Dependence of efficient coding and neural dynamics on stimulus parameters and comparison of E-I versus one cell type model architecture.
(A) Top: Root mean squared error (RMSE) of E estimates (red) and I estimates (blue), as a function of the time constant (in ms) of stimulus features. The time constant τs is the same for all stimulus features. Bottom: Same as on top, showing the metabolic cost (MC) of E and I cell type.
(B) Left: Mean squared error between the targets and their estimates for every stimulus feature (marked as dimensions), as a function of time constants of OU stimuli in E population (top) and in I population (bottom). In the first dimension, the stimulus feature has a time constant fixed at 10 ms, while the second and third feature increase their time constants from left to right. The time constant of the third stimulus feature (x-axis on the bottom) is the double of the time constant of the second stimulus feature (x-axis on top). Right: Same as on the left, showing the RMSE that was averaged across stimulus features (top), and the metabolic cost (bottom) in E (red) and I (blue) populations.

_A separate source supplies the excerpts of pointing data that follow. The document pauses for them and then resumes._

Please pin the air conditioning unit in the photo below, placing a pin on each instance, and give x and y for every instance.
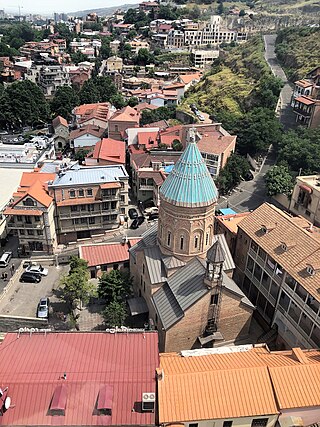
(148, 402)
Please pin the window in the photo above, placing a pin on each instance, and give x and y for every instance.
(169, 238)
(181, 243)
(259, 422)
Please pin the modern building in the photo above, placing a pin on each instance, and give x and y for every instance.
(89, 201)
(305, 199)
(121, 120)
(80, 379)
(278, 268)
(60, 133)
(203, 58)
(86, 137)
(183, 271)
(305, 99)
(241, 386)
(30, 216)
(104, 257)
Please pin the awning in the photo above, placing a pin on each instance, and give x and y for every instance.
(214, 336)
(306, 188)
(137, 306)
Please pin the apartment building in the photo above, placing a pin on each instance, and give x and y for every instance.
(305, 99)
(203, 58)
(278, 268)
(89, 200)
(240, 386)
(30, 216)
(305, 199)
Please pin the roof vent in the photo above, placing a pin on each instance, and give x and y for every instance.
(148, 402)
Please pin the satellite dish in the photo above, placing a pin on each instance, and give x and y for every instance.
(7, 403)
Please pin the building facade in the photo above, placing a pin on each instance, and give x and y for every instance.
(278, 268)
(89, 201)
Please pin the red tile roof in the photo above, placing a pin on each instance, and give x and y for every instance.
(59, 121)
(33, 367)
(111, 150)
(105, 254)
(88, 129)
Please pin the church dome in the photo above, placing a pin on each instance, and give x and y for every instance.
(190, 183)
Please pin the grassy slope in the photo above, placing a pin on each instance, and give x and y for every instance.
(230, 89)
(298, 51)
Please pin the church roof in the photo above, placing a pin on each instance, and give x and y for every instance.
(189, 184)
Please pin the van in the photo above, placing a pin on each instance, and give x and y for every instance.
(5, 259)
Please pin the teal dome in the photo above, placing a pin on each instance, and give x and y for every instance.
(190, 183)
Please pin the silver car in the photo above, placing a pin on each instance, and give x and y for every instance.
(43, 308)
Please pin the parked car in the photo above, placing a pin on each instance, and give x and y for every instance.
(152, 216)
(133, 214)
(37, 269)
(27, 277)
(135, 224)
(43, 308)
(5, 259)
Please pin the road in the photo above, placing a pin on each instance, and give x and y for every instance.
(249, 194)
(287, 117)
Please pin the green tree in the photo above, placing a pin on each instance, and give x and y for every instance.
(257, 130)
(278, 181)
(81, 155)
(115, 314)
(77, 288)
(230, 176)
(133, 101)
(115, 285)
(64, 101)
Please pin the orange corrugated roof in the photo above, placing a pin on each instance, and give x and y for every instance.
(216, 394)
(297, 386)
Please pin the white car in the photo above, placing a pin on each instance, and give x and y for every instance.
(37, 269)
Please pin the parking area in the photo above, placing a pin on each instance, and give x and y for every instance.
(22, 299)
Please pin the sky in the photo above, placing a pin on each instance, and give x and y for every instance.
(49, 7)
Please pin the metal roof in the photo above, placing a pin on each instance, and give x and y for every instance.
(189, 184)
(228, 262)
(185, 288)
(126, 363)
(90, 175)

(C) Top: Same as in A top, measured as a function of the number of stimulus features M. Bottom: Normalized cost and the average loss as a function of the number of stimulus features. Black arrow marks the minimum loss and the optimal parameter M.

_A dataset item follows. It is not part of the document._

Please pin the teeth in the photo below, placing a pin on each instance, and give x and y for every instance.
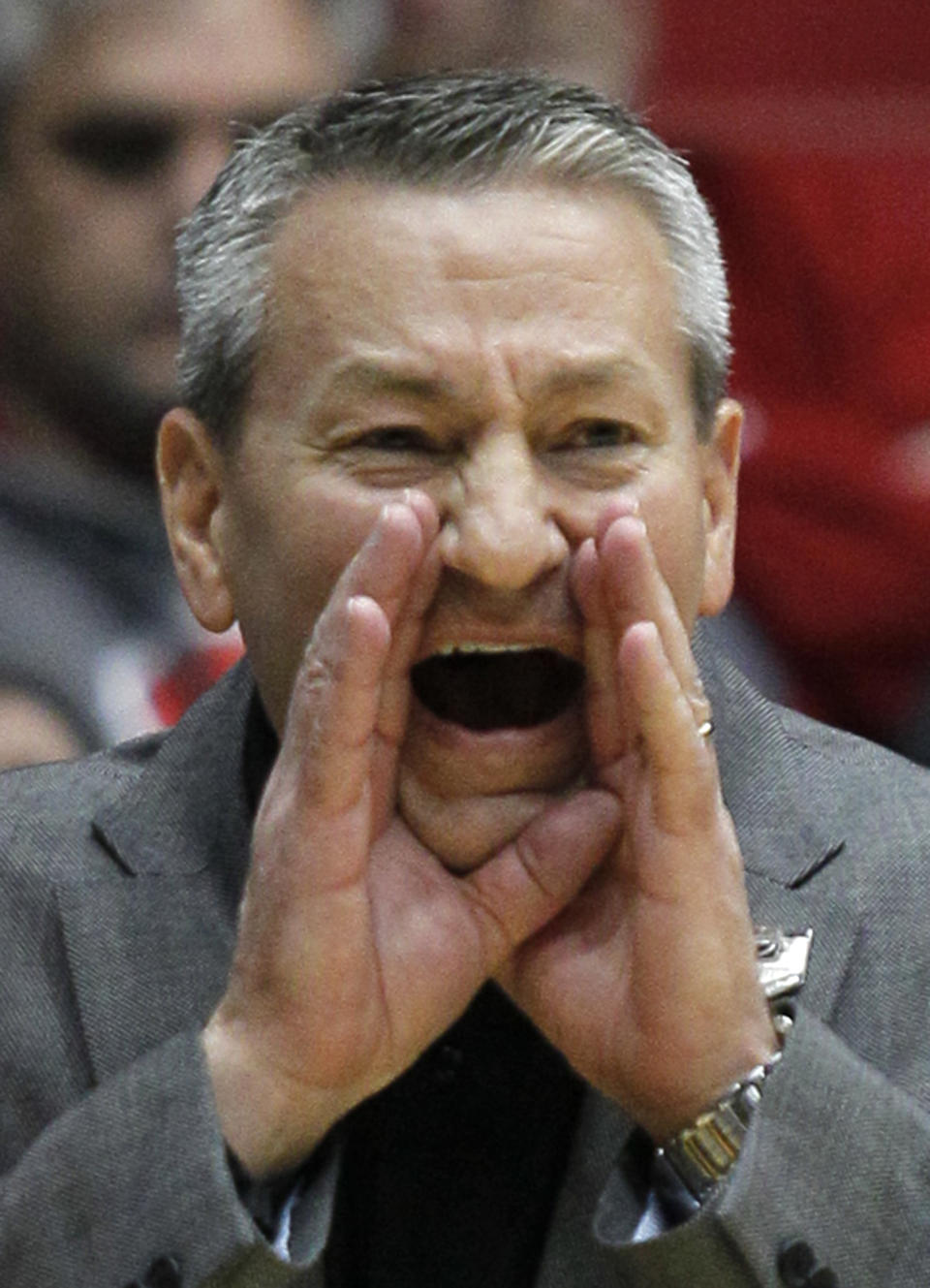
(450, 649)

(D) Top: Optimal number of encoded variables (stimulus features) as a function of weighting of the losses of E and I population. The weighting of the error with the cost is 0.7. Bottom: Same as on top, as a function of the weighting of the error with the cost and with equal weighting of losses of E and I populations.

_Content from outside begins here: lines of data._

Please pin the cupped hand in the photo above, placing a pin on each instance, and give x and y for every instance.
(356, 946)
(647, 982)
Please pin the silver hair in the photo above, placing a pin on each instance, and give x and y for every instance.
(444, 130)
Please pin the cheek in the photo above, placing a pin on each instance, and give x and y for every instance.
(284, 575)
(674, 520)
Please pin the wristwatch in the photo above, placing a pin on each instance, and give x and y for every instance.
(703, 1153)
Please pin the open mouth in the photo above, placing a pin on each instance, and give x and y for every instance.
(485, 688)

(E) Tuning curves of 10 example E (left) and I neurons (right). We computed tuning curves using M =3 stimulus features that were constant over time. We varied the amplitude of the first stimulus feature s1, while two other stimulus features were kept fixed.
(F) Distribution of the selectivity index across E (red) and I neurons (blue).(G) Root mean squared error (left) and metabolic cost (right) in E and I populations in the E-I model and in the 1CT model. The distribution is across 100 simulation trials.
(H) Left: Average loss in the E population of the E-I model and of the 1CT model. The distribution is across 100 simulation trials. Right: Average loss in the E population of the E-I models and in the 1CT model as a function of the weighting gL, averaged across trials.
(I) Firing rate in the 1CT model as a function of the metabolic constant. All statistical results were computed on 100 simulation trials of 1 second duration. For other parameters of the E-I model see Table 1, and for the 1CT model see Supplementary Table S2.